Noongar Civilization – by Jethro

The Noongar are an aboriginal people who live in the south-west corner of australia. They have lived in the area for at least 45 000 years and had a hunter and gatherer based society with a complex code of lore. They also had certain taboos, like it was considered bad luck to hunt rare animals. The Noongar spoke 14 dialects and traveled within australia to trade, some times they traveled hundreds of kilometers at a time. All in all the noongar are a very old and traditional people that lived close to the earth but not very governmentally powerful civilization.


Noongar believed in spirits but did not worship them.There was both good spirits and bad spirits and they believed everything is connected to the land. They honor their ancestral creators with painting, music and dance. They know the time of creation as the Dreaming it was when spirits made all living things. The main spirit is the Waugal a rainbow serpent that is recognised as the giver of life as the Waugal created the rivers where it went.


Among the Noongar there are 14 clans and each speaks its own dialect. A man could have several wives and could inherit them from older brother if they died. Men hunted with spears and boomerangs and women gather plants with digging sticks, some plants could be only be gathered by women also the tools used for these jobs could only be used by men and women doing these jobs. They did not harvest vegetables in seed or eat rare animals. Each family had its own piece of land which they hunted and gathered on. It was considered trespassing to go on someones land without permission. They used quarts instead of fint for knifes.


The Noongar had six months in a year, each one represented a change in weather. Other than weather the months signified what the Noongar would do, in Kambarang (Early Spring) the Noongar moved towards the coast where frogs and tortoises were caught. In Birak (Late Spring) the Noongar burned scrubland to force animal into the open for easier hunt. In Bunuru (Summer) the Noongar fished in the estuaries. In Djeran (Fall) the Noongar collected seeds for food. In Makuru (Early Winter) the Noongar move inland to hunt. In Djilba (Late Winter) the hunted kangaroos and emus. The Noongar ate a wide range of plants and animals some of which are kangaroo, emu, possum, snake, lizard, turtle, bardi grubs and some kinds of bird, also they ate a variety of tubers, nuts and berries.


Noongar paintings always have a story behind them and one or many water holes which is the center of life in the painting also there is usually rivers in between the water holes.

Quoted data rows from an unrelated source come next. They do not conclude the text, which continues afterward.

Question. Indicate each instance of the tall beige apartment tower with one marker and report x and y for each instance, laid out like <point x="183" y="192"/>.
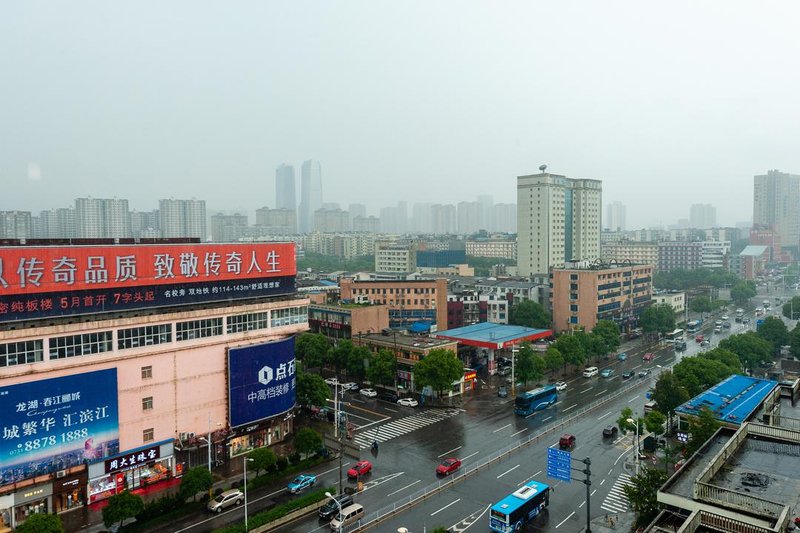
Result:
<point x="558" y="220"/>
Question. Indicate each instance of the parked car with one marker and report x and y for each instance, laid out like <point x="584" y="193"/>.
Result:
<point x="448" y="466"/>
<point x="566" y="442"/>
<point x="303" y="481"/>
<point x="610" y="432"/>
<point x="225" y="500"/>
<point x="361" y="468"/>
<point x="327" y="511"/>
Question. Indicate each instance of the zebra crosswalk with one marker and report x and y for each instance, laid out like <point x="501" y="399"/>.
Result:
<point x="616" y="501"/>
<point x="401" y="426"/>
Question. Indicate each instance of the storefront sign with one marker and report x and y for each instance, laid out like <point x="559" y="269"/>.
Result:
<point x="261" y="380"/>
<point x="55" y="424"/>
<point x="39" y="282"/>
<point x="133" y="459"/>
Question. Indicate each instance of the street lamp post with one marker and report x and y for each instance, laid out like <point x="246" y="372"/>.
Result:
<point x="245" y="461"/>
<point x="339" y="506"/>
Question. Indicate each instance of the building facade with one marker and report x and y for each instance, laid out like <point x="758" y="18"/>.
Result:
<point x="558" y="220"/>
<point x="580" y="297"/>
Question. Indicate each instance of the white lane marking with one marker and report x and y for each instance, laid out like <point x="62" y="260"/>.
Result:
<point x="567" y="518"/>
<point x="448" y="452"/>
<point x="507" y="471"/>
<point x="446" y="506"/>
<point x="404" y="488"/>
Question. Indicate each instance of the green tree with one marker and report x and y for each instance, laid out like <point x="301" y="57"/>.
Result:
<point x="571" y="350"/>
<point x="749" y="347"/>
<point x="742" y="291"/>
<point x="383" y="368"/>
<point x="438" y="370"/>
<point x="312" y="349"/>
<point x="41" y="523"/>
<point x="669" y="394"/>
<point x="553" y="359"/>
<point x="263" y="459"/>
<point x="120" y="507"/>
<point x="311" y="390"/>
<point x="642" y="494"/>
<point x="775" y="332"/>
<point x="529" y="314"/>
<point x="194" y="480"/>
<point x="701" y="428"/>
<point x="307" y="441"/>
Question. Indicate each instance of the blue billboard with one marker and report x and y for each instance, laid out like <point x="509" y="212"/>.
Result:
<point x="261" y="381"/>
<point x="54" y="424"/>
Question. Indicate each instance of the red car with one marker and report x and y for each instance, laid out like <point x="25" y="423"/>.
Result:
<point x="448" y="466"/>
<point x="362" y="468"/>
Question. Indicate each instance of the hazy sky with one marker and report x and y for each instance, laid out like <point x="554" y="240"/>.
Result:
<point x="668" y="103"/>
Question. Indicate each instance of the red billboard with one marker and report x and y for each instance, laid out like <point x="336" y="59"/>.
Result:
<point x="37" y="282"/>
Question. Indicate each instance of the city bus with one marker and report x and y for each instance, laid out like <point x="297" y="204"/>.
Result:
<point x="533" y="400"/>
<point x="519" y="507"/>
<point x="675" y="335"/>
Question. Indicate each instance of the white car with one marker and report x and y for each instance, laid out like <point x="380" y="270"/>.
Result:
<point x="407" y="402"/>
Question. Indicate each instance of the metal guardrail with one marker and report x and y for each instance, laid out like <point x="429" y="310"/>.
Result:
<point x="409" y="501"/>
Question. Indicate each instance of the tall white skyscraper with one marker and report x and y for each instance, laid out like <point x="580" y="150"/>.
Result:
<point x="615" y="216"/>
<point x="558" y="220"/>
<point x="310" y="193"/>
<point x="776" y="205"/>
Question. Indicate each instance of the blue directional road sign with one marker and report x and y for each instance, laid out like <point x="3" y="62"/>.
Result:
<point x="559" y="464"/>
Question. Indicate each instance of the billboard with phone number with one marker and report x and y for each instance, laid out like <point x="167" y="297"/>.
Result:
<point x="42" y="282"/>
<point x="54" y="424"/>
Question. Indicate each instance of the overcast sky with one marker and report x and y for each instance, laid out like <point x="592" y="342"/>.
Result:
<point x="428" y="101"/>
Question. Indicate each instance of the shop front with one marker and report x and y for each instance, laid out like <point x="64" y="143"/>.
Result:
<point x="69" y="492"/>
<point x="30" y="501"/>
<point x="131" y="470"/>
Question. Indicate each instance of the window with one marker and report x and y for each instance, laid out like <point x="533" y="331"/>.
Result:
<point x="144" y="336"/>
<point x="197" y="329"/>
<point x="21" y="353"/>
<point x="85" y="344"/>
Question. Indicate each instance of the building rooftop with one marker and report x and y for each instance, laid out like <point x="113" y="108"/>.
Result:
<point x="733" y="400"/>
<point x="495" y="336"/>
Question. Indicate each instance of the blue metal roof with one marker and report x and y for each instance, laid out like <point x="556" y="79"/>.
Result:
<point x="733" y="400"/>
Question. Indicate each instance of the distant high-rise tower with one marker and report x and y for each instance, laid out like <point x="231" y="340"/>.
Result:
<point x="102" y="218"/>
<point x="702" y="216"/>
<point x="615" y="216"/>
<point x="310" y="193"/>
<point x="776" y="205"/>
<point x="558" y="220"/>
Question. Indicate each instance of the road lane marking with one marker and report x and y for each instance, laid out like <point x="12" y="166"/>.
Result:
<point x="404" y="488"/>
<point x="507" y="471"/>
<point x="567" y="518"/>
<point x="448" y="452"/>
<point x="446" y="506"/>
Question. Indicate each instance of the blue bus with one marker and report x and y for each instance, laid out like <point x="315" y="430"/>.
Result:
<point x="519" y="507"/>
<point x="533" y="400"/>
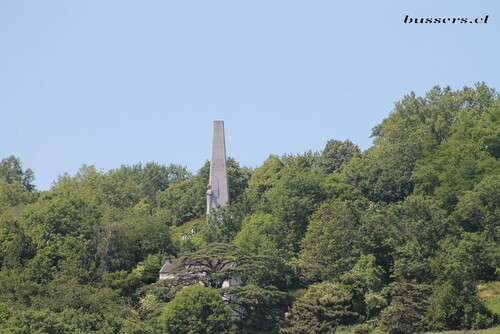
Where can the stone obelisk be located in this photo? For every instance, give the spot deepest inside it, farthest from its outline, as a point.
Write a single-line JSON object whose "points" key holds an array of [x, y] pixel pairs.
{"points": [[217, 190]]}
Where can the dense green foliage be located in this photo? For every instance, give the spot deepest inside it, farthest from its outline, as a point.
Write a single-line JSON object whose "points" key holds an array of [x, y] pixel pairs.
{"points": [[394, 239]]}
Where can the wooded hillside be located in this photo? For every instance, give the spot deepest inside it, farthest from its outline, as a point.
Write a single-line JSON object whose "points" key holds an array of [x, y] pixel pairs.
{"points": [[393, 239]]}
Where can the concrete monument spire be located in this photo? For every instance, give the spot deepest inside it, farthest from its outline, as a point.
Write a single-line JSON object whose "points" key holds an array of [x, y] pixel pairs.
{"points": [[217, 189]]}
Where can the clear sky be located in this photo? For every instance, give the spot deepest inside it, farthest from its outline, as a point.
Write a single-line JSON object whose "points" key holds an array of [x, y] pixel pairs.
{"points": [[117, 82]]}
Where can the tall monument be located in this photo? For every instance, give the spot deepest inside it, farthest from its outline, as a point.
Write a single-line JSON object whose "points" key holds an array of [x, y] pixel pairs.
{"points": [[217, 189]]}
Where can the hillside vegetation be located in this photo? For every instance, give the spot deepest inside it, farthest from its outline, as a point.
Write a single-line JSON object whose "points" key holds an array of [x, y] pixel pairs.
{"points": [[400, 238]]}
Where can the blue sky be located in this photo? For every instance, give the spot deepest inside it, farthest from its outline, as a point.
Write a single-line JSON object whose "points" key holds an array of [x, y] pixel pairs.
{"points": [[111, 83]]}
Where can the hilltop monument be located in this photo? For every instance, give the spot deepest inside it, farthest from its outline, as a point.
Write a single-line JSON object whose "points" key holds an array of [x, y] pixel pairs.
{"points": [[217, 189]]}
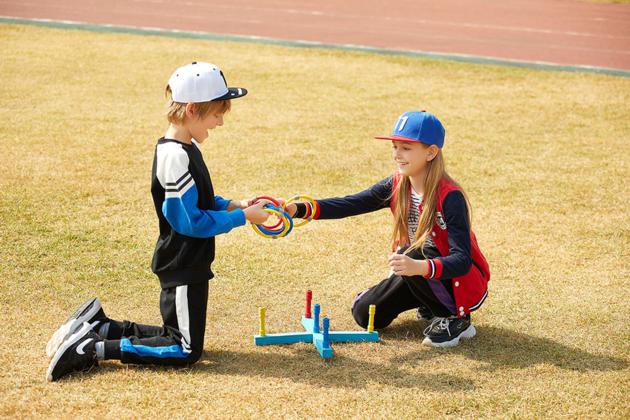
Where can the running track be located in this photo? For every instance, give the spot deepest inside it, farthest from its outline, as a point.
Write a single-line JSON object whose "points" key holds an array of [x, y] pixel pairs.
{"points": [[563, 32]]}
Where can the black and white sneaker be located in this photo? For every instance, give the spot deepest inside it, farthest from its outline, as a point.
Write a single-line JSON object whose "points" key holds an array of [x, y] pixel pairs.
{"points": [[424, 314], [76, 354], [90, 311], [447, 332]]}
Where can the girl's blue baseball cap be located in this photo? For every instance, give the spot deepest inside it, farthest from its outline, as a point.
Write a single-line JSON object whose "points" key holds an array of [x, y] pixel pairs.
{"points": [[417, 126]]}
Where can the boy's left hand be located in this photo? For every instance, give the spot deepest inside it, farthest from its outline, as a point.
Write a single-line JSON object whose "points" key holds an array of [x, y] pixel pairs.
{"points": [[403, 265]]}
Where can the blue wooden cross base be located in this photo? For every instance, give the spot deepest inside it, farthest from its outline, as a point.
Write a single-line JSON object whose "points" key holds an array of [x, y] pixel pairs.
{"points": [[313, 335]]}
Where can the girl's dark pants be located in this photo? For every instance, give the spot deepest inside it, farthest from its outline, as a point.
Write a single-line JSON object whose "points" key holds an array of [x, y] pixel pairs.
{"points": [[397, 294]]}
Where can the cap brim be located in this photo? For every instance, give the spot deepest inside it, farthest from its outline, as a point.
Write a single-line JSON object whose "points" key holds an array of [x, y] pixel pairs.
{"points": [[233, 93], [398, 138]]}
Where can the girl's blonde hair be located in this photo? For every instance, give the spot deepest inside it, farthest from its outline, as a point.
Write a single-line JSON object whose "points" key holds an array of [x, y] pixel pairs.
{"points": [[176, 111], [436, 171]]}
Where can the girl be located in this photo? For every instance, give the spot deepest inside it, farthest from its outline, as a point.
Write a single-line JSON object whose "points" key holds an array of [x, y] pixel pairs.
{"points": [[437, 266]]}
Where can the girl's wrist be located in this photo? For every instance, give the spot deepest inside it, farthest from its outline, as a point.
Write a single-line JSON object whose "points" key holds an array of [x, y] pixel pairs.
{"points": [[423, 268]]}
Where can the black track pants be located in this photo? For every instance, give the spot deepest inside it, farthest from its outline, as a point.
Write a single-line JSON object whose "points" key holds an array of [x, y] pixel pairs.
{"points": [[178, 342]]}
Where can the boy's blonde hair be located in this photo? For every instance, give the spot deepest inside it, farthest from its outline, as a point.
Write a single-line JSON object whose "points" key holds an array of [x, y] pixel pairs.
{"points": [[176, 111], [436, 171]]}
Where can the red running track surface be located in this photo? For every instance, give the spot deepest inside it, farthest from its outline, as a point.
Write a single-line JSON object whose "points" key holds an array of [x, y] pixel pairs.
{"points": [[565, 32]]}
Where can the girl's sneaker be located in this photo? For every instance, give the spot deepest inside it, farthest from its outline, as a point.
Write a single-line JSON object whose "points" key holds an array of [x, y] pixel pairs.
{"points": [[447, 332], [76, 354], [90, 311], [424, 314]]}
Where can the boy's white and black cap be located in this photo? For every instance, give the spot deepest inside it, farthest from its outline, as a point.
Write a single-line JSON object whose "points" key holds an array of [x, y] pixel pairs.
{"points": [[201, 82]]}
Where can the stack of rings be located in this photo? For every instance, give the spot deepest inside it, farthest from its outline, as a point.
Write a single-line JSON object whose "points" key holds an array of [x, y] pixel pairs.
{"points": [[285, 224]]}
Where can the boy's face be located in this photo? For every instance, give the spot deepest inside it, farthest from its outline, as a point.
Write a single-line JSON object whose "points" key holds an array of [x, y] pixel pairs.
{"points": [[199, 127]]}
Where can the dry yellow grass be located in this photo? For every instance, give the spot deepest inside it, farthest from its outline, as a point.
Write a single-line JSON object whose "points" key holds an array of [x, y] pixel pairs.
{"points": [[543, 155]]}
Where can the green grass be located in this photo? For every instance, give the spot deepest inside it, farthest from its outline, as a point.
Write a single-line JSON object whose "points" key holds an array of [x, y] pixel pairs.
{"points": [[543, 156]]}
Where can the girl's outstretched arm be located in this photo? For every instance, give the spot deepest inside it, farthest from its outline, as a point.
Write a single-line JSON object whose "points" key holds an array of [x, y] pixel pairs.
{"points": [[374, 198]]}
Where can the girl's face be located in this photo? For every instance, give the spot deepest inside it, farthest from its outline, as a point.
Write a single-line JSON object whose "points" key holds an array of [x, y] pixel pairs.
{"points": [[199, 127], [412, 157]]}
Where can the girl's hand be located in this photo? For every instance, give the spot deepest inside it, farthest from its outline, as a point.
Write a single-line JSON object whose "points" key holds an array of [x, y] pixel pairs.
{"points": [[403, 265]]}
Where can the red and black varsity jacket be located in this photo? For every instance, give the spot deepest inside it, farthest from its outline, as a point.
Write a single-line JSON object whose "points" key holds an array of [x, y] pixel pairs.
{"points": [[460, 256]]}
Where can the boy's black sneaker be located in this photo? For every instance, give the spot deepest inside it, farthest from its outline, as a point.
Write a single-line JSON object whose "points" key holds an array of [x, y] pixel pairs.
{"points": [[90, 311], [76, 354], [424, 314], [447, 332]]}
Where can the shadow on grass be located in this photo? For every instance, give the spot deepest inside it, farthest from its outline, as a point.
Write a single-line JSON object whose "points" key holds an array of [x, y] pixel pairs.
{"points": [[304, 365], [496, 348], [502, 348]]}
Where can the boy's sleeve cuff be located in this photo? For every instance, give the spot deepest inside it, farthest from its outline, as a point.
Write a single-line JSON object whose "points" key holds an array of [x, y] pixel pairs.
{"points": [[237, 217]]}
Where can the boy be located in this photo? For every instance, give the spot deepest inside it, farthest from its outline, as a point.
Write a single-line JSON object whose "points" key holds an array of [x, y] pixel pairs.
{"points": [[189, 216]]}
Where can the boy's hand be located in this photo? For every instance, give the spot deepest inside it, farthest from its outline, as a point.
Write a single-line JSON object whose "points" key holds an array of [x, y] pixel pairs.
{"points": [[403, 265], [290, 208], [256, 214]]}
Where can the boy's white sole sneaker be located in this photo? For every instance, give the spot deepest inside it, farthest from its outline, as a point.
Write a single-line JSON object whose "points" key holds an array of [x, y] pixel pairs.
{"points": [[74, 354], [469, 332], [85, 313]]}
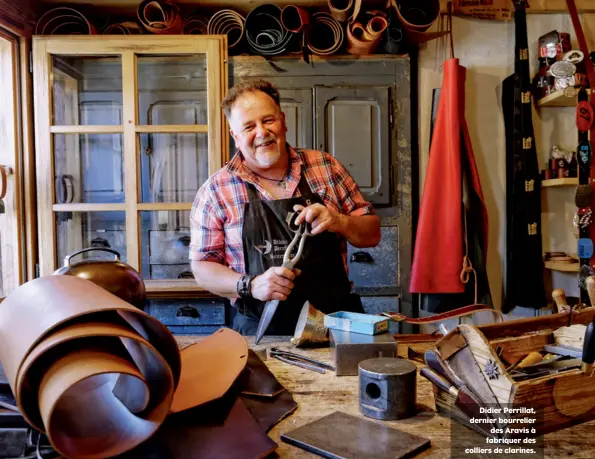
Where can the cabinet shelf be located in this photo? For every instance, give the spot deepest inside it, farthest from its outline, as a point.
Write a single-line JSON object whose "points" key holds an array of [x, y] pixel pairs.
{"points": [[564, 267], [558, 99], [571, 181]]}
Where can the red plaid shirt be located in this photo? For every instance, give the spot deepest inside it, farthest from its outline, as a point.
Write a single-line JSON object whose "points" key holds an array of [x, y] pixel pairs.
{"points": [[217, 214]]}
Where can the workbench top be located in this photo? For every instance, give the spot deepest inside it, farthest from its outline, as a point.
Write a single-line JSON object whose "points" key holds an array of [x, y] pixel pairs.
{"points": [[318, 395]]}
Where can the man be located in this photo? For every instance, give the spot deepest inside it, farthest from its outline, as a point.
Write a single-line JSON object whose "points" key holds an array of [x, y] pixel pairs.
{"points": [[238, 220]]}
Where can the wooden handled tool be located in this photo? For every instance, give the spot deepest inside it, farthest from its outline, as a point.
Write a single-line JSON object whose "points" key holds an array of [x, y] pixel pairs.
{"points": [[559, 297]]}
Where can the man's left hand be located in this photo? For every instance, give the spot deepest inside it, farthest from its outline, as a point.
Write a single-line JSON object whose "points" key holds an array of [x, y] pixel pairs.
{"points": [[320, 217]]}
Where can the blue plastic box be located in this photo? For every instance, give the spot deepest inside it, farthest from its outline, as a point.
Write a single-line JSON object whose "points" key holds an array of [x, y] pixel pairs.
{"points": [[366, 324]]}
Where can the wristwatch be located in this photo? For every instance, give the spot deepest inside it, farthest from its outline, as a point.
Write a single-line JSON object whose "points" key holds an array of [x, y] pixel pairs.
{"points": [[243, 286]]}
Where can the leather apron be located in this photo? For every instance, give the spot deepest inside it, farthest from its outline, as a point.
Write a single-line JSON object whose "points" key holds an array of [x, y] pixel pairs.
{"points": [[323, 280]]}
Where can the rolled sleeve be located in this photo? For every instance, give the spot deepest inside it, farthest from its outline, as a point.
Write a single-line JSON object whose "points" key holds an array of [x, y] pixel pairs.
{"points": [[351, 200], [207, 235]]}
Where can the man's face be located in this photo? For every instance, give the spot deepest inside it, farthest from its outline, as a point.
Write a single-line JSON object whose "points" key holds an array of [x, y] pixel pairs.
{"points": [[258, 127]]}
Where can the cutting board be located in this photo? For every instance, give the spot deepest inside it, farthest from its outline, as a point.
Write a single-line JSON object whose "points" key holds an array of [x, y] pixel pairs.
{"points": [[343, 436]]}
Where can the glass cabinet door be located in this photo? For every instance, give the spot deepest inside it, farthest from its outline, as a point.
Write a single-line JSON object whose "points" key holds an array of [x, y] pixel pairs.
{"points": [[128, 130]]}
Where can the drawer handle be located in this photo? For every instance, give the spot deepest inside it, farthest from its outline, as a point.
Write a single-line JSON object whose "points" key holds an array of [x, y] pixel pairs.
{"points": [[361, 257], [188, 311], [184, 240]]}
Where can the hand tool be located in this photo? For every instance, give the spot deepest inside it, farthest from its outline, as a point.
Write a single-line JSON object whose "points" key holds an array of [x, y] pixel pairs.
{"points": [[301, 233], [300, 360]]}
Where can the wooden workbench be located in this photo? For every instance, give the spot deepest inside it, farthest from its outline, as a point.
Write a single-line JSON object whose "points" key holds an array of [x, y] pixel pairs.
{"points": [[318, 395]]}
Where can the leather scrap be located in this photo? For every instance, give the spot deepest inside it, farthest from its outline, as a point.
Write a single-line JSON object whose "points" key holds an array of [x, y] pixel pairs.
{"points": [[64, 21], [265, 33], [326, 36], [160, 16], [228, 22]]}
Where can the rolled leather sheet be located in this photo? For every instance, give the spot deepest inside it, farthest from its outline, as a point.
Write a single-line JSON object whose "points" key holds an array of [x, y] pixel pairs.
{"points": [[230, 23], [98, 375], [160, 16], [265, 33], [123, 28], [340, 9], [64, 21], [196, 25], [326, 36]]}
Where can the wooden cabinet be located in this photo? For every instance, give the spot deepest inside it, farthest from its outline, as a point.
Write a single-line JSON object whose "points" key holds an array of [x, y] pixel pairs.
{"points": [[127, 131]]}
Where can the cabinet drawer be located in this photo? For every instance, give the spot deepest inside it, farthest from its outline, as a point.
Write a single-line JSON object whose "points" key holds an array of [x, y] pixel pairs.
{"points": [[188, 312], [181, 271], [374, 271], [168, 247]]}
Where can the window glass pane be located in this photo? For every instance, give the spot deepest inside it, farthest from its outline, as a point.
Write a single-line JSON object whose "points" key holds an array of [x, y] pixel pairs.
{"points": [[89, 168], [172, 166], [80, 230], [165, 240], [87, 90], [172, 90]]}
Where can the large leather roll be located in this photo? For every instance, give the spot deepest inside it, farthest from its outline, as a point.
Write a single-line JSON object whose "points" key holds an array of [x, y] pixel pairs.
{"points": [[326, 36], [160, 16], [196, 25], [340, 9], [230, 23], [265, 33], [97, 375], [64, 21]]}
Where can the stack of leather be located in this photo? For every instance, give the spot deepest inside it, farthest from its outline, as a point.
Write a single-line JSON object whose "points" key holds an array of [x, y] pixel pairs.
{"points": [[100, 377]]}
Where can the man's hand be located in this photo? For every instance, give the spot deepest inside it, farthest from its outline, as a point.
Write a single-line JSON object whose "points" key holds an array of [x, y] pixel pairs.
{"points": [[320, 217], [274, 284]]}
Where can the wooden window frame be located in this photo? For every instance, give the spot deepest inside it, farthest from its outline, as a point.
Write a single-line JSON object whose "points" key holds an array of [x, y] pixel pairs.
{"points": [[129, 49]]}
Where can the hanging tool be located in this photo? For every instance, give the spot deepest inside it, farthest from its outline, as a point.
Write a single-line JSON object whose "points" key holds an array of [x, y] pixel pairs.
{"points": [[300, 360], [301, 233]]}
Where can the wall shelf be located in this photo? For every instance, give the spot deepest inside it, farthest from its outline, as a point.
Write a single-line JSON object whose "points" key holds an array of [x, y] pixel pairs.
{"points": [[571, 181], [558, 99], [563, 267]]}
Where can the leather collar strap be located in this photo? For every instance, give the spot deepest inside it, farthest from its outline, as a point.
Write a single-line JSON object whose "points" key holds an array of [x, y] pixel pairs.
{"points": [[265, 33], [455, 313], [227, 22]]}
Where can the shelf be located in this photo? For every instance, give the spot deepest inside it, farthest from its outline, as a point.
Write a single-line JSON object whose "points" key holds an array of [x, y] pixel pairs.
{"points": [[558, 99], [564, 267], [571, 181]]}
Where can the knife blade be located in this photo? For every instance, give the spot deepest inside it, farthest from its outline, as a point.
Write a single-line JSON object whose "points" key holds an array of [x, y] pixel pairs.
{"points": [[270, 308]]}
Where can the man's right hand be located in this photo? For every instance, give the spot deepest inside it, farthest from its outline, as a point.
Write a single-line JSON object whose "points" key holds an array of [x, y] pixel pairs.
{"points": [[274, 284]]}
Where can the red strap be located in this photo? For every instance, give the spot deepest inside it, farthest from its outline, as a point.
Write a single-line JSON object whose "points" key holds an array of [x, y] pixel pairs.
{"points": [[459, 312]]}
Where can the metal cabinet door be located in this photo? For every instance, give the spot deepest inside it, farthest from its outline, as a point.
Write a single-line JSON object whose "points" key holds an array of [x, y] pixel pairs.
{"points": [[353, 125]]}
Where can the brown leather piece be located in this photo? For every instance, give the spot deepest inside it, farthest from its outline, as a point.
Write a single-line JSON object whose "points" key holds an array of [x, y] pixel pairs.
{"points": [[228, 22], [64, 21], [160, 16]]}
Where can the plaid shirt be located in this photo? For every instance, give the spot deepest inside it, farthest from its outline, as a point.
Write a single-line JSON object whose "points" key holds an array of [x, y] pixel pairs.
{"points": [[217, 214]]}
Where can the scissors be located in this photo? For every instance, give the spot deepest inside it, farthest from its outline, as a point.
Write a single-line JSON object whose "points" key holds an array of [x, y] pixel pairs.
{"points": [[302, 232]]}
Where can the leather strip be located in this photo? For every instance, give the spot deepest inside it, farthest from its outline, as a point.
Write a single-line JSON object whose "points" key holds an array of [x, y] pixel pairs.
{"points": [[228, 22], [340, 9], [195, 25], [160, 16], [455, 313], [123, 28], [265, 33], [327, 35], [68, 345], [64, 21]]}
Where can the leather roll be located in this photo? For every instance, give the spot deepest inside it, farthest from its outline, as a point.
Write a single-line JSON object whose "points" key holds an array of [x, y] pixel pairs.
{"points": [[327, 34], [99, 376], [64, 21], [123, 28], [228, 22], [340, 9], [196, 25], [295, 19], [160, 16], [265, 33]]}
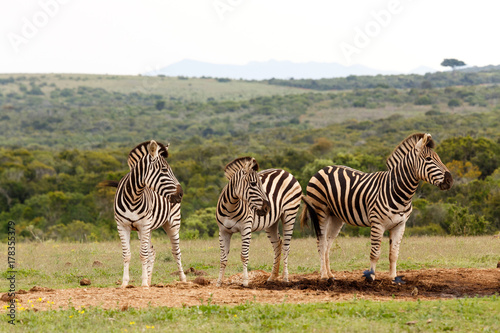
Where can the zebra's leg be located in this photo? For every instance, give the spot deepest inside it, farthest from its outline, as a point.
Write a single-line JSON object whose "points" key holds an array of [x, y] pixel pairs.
{"points": [[273, 235], [224, 242], [332, 230], [246, 237], [396, 234], [124, 233], [324, 224], [173, 234], [145, 240], [151, 262], [288, 224], [376, 233]]}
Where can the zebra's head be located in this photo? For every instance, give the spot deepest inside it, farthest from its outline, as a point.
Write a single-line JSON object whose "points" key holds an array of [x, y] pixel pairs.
{"points": [[247, 185], [428, 165], [158, 175]]}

There is usually people and animal around the water hole. The water holes and rivers are painted by make dots. Didgeridoos were sacred and often had paintings on them or were marked by hand prints. Didgeridoos could only be used by men and were used for healing.

The Noongar now today are still a thriving culture and there are more Noongar today than there ever has been in the past, but unfortunately a lot of their culture has been lost and out of 14 languages only 5 are now spoken. The Noongar today also have troubles with drugs and alcohol like many other first nation cultures, but have a strong community today.